LSS: Up close and personal with the oil spill

Back in college, Kate Chopin’s The Awakening conjured a vivid picture of Grand Isle for me. Other than the imagery, the required reading during my first semester away at university was way too much for me to wrap my head around.

Since then, visiting Grand Isle has been on my to-do list.

After the April BP oil blowout and subsequent disaster, images of Grand Isle did not resemble the ones Chopin’s landmark novel created, but I wanted to see for myself.

So, last week, my daughters and I drove down to Grand Isle with Stacey Scarce, a Lafayette-based naturalist.

Once on La. 1 and headed south, we were immersed in quintessential Louisiana. Kate Chopin would have been proud.

As we crossed the giant bridge to Grand Isle, Scarce explained how much of the water and marsh we saw used to be land. The sight was a visible wake-up call for the loss of land along the Louisiana coastline.
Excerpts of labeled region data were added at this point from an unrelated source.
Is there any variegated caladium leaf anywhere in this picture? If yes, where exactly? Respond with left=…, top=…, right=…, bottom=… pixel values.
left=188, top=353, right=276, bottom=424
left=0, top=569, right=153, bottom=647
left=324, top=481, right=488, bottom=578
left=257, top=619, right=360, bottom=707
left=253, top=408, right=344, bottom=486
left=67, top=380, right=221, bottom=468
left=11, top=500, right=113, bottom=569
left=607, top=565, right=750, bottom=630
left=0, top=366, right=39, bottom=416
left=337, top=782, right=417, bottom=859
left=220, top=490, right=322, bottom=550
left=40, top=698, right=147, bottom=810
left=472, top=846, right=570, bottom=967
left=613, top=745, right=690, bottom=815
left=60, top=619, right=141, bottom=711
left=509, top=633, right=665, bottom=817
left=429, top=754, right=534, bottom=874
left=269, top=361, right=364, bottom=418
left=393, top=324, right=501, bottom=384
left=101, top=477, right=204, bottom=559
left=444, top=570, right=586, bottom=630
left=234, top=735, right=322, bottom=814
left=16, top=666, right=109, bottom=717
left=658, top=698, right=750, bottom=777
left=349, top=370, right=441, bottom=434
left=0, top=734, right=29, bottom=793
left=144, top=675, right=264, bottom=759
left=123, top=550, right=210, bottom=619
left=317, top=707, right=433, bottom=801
On Grand Isle, homemade signs made an impact. “Welcome to Grand Oil, home of the World’s Largest oil spill,” one read. SpongeBob Squarepants inspired another series of five signs, with sentiments like, “Small people matter too,” and “(Don’t) Wish you were here.”

A few hundred yards down the road from the SpongeBob signs, we stopped at a piece of weathered plywood, with the words “Beach Closed” in black spray paint. A man stood under a small, portable sun shelter, guarding the beach entrance. He explained that the beach, known as Zone 3, was actually open – even though the sign said otherwise. He said he expected Zone 4 to open soon. Workers were cleaning the beach starting closest to bridge connecting the island to the mainland (from west to east). Looking eastward, we could see clusters of workers shoveling sand into piles. From the piles, the sand would go into a cleaning mechanism and then placed back on the beach. On the open part of the beach, there was one guy walking.

The empty beach was an eerie sight. I asked the guard if he would get in the water. He said that even if oil wasn’t a factor, he had seen several shark attacks on dolphins within 20 feet of the shore in recent days – and that was enough to deter him. Scarce said there was a high chance of connecting the shark attacks with the oil spill since the shark attacks are a recent occurrence.

“There are a lot of animals that have been pushed closer to the shore. Nobody can say for sure,” she said. “Since it’s never happened before, it’s suspicious.”

As we walked along the open beach, tar balls were easy to spot.

In Grand Isle State Park at the end of the island, we walked along the raised platform over the closed beach. Scarce said she was distressed not to see such nearly as many birds as she was hoping to see.

All in all, the day left me feeling much like I felt after reading The Awakening. The scenes, the people, the potential impact of the spill for all of us – and especially for Grand Isle, were just too much to wrap my head around.